El primer paso, y uno de los fundamentales, es revisar atentamente las etiquetas de los productos. En ellas consta el listado de ingredientes y todas las sustancias que componen un producto, incluidos los aditivos, ordenadas de mayor a menor cantidad por peso. Es un método práctico para evitar comprar productos con largas listas de aditivos innecesarios además de obtener información adicional sobre algunos ingredientes, la procedencia, la calidad, la caducidad o el consumo preferente del producto. Asimismo, es recomendable priorizar aquellos alimentos frescos y mínimamente procesados.

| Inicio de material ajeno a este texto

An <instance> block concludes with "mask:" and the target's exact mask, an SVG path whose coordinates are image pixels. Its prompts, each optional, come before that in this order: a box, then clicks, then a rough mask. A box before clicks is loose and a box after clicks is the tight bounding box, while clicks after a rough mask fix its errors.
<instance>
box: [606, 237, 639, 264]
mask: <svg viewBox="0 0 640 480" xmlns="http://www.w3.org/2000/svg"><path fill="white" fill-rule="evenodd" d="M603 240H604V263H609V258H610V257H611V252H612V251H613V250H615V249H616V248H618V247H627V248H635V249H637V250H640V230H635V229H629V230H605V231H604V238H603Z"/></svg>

Para reducir al máximo los residuos de pesticidas, conviene lavar correctamente las frutas y verduras antes de consumirlas, especialmente cuando se trata de espinacas, fresas, col kale, uvas, melocotones o cerezas, las frutas y verduras más contaminadas con pesticidas según la lista «The Dirty Dozen» 2025. Es aconsejable hacerlo incluso cuando van a ser consumidas peladas, puesto que los residuos pueden transferirse del cuchillo al interior de la fruta al hacer los cortes.
Siempre que sea posible, opta por alimentos de producción ecológica. Este modelo agrícola utiliza técnicas que respetan los ciclos naturales de la tierra y minimizan o evitan el uso de fertilizantes y pesticidas sintéticos, promoviendo la biodiversidad y una alimentación más saludable. Recuerda que puedes identificarlos rápidamente gracias al sello de la Euro Hoja.